The true complaint within the GOP is not about damage but rather that Snyder and Calley have ignored Schuette since he won the nomination. “I’m staying out of politics. I’m governing,” Snyder said in August, as his final months are devoted mostly to environmental causes. A nerdy governor who has spent eight years working as a problem-solver is not willing to bite his tongue and hit the campaign trail for a highly partisan Republican whom he dislikes.

Trump style vs. Snyder style

I would suggest that the chasm between the outgoing governor and his potential successor is about moderate, modest politics vs. Trump-style, grandstanding politics, more than anything else. Schuette says he will carry on with the Snyder agenda though for eight years as AG he veered to the right as a champion of tea party-style Republicans and their prime beefs, such as same-sex marriage, LGBT rights, Medicaid expansion and the upcoming ballot proposal to ban partisan gerrymandering of election districts.

Schuette is not a GOP nominee in the mold of Snyder.

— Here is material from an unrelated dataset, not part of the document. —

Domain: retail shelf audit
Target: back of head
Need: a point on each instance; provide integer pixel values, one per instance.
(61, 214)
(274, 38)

And Snyder obviously knows that. The governor may not be a team player at this point but — think about it — from the time he emerged as an obscure first-time candidate in 2009, he was never a product of the Republican farm team.

In sports parlance, he was akin to a walk-on quarterback. As an outsider, he showed up uninvited and believed that he could contribute to the cause.
He won his position and accomplished much of his agenda. And now he’s ready to move on.